Во все время этого разговора мы сидели на лавочке, прилаженной к воротам какого-то дома, и мой уединенный разговор с женщиной, обладавшей ревнивым мужем, тянулся до сих пор никем и ничем не прерываемый. Но как только приметили нас с других приворотных и прикабачных лавочек, как только мы обратили на себя внимание различных окошек, украшенных гардинами в виде ребячьих пеленок,- к нам потихоньку и полегоньку, с засунутыми в карманы руками, стали подходить многие праздные люди, которые с какою-то странною и совершенно неожиданною мною снисходительностью принялись увещевать меня согласным хором в том роде, что: "это, барин, точно што, муж у ей плох! Мы здесь старожилы... Мы и свадьбу-то ее помним. Гуляли у ей на свадьбе-то,- как же! Точно, што Митька у ей все приданое пропил. Ну и дом тоже. Она, конешно, баба теперь убитая, но еж-жали ей т-таперича из город-ду жених-ха бы какого-нибудь... Эта-то, эта-то баба не выручит? Гляди: со всех сторон - барыня... Не б-бойс-сь,- ни падг-гадить... Хушь ккам-му!.."
Нашедшие люди сопровождали свою рекомендацию заинтересовавшей меня женщины быстрыми и манерными поворачиваниями ее на все стороны. Никогда не видавши такого зрелища, но, однако, хотя и смутно, поняв его настоящее значение и конечную цель, я, как говорится, устремился в моем путешествии далее, негодуя и злобствуя на что-то такое, что, как каменная мишень отбрасывает назад пулю, отбрасывало на
363
меня самого мое собственное негодование на кого-то и на что-то...

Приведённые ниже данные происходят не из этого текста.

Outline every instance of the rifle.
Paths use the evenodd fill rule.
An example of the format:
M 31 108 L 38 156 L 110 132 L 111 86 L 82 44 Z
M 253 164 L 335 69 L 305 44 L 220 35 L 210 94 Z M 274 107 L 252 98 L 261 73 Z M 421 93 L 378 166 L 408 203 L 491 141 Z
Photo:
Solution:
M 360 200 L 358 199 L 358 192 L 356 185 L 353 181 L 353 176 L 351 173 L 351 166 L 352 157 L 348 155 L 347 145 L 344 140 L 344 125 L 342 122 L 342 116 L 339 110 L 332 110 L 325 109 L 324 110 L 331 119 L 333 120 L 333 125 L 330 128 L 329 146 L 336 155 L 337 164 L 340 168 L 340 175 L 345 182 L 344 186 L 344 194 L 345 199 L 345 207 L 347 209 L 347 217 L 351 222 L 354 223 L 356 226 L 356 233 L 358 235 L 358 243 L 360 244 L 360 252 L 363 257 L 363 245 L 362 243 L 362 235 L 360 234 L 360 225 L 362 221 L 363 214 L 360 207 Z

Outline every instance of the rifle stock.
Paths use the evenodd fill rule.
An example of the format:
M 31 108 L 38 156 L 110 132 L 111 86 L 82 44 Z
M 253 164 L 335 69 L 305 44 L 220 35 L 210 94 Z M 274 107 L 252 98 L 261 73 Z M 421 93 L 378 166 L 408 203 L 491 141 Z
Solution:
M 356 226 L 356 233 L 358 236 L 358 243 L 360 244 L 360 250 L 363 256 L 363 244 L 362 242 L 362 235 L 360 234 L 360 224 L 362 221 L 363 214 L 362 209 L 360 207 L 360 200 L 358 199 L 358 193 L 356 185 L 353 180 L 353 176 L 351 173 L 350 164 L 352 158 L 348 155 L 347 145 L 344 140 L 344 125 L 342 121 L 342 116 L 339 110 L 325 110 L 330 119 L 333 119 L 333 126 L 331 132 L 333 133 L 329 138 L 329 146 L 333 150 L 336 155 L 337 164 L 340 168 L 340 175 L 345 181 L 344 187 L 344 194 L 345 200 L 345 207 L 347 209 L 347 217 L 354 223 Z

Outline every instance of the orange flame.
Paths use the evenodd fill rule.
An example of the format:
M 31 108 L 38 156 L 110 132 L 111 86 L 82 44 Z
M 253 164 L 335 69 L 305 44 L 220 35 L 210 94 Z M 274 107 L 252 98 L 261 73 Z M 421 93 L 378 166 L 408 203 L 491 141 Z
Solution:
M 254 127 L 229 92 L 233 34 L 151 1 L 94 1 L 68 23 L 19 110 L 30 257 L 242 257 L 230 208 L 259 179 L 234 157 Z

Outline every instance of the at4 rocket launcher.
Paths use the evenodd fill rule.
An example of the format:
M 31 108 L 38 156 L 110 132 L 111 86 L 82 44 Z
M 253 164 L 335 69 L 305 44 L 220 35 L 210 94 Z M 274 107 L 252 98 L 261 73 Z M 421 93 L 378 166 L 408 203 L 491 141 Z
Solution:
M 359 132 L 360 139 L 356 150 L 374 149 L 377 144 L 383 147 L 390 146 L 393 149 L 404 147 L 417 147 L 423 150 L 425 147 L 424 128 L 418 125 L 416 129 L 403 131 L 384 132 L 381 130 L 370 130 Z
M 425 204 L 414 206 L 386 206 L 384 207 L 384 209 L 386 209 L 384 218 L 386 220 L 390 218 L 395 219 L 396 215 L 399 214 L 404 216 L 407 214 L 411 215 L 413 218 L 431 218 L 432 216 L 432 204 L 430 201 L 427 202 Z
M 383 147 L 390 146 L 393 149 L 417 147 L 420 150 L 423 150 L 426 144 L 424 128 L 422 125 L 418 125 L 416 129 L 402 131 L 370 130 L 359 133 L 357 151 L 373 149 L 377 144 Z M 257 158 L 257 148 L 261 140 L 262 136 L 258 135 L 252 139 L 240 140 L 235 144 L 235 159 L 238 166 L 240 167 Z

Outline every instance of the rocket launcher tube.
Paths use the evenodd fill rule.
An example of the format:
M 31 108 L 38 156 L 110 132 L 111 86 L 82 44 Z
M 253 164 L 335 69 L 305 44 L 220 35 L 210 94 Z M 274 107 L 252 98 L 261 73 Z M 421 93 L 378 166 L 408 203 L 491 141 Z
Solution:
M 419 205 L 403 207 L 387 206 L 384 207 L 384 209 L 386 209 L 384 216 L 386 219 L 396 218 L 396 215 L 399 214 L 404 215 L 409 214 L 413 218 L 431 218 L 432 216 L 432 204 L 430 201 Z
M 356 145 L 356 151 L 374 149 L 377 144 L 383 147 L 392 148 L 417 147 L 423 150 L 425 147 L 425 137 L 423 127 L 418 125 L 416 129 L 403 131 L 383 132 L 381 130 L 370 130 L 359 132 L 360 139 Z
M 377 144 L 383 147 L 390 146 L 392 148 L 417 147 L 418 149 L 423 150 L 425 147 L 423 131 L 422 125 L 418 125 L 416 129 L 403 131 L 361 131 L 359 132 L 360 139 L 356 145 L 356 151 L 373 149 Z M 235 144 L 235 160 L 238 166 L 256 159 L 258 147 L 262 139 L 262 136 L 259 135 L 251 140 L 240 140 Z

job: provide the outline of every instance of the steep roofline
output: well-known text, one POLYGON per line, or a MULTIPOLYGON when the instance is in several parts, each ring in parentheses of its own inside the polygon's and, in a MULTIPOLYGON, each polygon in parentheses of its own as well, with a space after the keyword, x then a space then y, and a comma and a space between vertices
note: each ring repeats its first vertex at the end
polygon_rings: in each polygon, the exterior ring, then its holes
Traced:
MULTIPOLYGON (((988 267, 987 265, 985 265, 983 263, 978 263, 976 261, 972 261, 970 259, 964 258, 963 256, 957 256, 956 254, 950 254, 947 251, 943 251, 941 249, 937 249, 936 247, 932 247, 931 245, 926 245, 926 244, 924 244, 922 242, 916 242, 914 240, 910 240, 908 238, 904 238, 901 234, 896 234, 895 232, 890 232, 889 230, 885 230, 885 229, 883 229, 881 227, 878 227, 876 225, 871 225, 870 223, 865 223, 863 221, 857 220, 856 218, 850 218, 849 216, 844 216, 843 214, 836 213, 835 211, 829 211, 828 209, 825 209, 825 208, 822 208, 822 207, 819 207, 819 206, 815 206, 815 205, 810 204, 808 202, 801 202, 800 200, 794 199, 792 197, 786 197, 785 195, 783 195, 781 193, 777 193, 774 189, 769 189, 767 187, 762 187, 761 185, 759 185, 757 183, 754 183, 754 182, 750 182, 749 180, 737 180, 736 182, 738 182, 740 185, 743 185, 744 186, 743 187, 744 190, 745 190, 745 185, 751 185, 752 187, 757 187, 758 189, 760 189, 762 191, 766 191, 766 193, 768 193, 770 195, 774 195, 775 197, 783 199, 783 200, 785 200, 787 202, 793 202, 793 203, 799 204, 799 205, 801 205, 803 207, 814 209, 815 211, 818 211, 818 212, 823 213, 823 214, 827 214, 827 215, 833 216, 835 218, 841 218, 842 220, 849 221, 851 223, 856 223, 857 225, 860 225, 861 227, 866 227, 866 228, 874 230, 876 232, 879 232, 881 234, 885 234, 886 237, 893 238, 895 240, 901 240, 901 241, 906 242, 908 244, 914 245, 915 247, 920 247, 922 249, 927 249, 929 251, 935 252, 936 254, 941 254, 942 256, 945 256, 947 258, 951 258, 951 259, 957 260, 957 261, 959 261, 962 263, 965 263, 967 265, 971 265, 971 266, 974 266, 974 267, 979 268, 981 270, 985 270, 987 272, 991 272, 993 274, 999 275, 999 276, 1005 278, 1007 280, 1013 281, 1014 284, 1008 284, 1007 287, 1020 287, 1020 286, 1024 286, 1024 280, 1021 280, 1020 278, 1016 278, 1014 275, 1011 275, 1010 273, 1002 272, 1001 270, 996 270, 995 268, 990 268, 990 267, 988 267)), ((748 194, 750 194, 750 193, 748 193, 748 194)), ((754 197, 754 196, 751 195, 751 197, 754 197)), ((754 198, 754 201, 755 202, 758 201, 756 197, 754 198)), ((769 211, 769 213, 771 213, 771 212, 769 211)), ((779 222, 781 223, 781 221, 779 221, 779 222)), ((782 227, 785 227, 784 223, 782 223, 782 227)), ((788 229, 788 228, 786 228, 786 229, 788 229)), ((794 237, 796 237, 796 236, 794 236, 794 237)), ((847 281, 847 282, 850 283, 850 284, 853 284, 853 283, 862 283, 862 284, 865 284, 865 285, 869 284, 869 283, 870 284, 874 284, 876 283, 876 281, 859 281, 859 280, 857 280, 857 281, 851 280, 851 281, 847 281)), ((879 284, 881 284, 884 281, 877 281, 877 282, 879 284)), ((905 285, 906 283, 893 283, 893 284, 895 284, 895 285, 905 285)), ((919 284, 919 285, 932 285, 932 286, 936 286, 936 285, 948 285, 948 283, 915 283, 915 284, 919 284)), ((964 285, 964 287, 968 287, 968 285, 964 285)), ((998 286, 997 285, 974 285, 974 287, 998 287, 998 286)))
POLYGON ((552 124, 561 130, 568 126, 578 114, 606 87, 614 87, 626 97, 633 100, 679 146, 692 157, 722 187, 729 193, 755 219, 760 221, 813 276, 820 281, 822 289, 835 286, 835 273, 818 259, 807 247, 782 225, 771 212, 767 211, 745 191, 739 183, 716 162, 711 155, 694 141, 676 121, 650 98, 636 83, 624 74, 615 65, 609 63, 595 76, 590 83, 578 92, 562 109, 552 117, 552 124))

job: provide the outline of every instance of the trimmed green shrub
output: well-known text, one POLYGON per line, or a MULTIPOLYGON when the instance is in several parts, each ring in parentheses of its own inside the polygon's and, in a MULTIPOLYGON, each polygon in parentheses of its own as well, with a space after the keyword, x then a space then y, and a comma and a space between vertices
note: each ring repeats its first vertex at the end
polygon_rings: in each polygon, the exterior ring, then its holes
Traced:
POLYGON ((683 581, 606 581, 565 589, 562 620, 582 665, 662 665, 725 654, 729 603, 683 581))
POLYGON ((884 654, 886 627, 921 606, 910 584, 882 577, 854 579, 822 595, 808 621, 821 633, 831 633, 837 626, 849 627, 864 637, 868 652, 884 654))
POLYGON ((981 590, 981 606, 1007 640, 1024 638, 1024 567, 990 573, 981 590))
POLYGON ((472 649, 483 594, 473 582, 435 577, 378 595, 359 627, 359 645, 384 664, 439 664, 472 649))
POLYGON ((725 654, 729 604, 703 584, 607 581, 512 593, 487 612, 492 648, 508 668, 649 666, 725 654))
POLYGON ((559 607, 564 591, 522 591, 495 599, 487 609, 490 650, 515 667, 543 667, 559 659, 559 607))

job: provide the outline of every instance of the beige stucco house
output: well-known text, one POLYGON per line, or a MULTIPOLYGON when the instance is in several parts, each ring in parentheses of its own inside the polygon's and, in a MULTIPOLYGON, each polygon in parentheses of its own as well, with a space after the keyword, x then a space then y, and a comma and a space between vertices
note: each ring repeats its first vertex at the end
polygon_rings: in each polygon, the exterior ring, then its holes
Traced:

Пошел я - и за мной вслед покатились страшные, ничем не отразимые, потому что более или менее правдивые, хи-хи и ха-ха толпы, которая чем безнравственнее, по-видимому, смеется, тем глубже поражает сердце человека, который, к личному несчастью, во что бы то ни стало желает оправдать этот смех и, жалея людскую пошлость, старается втиснуть его в какие-нибудь оправдываемые рамки.
- Хо! хо! Эй, чер-рт! Куда попер-то, голопузый шут? На даровщину, видно, по-питерски захотел... Не-е-т! У нас эфтова нивозможно.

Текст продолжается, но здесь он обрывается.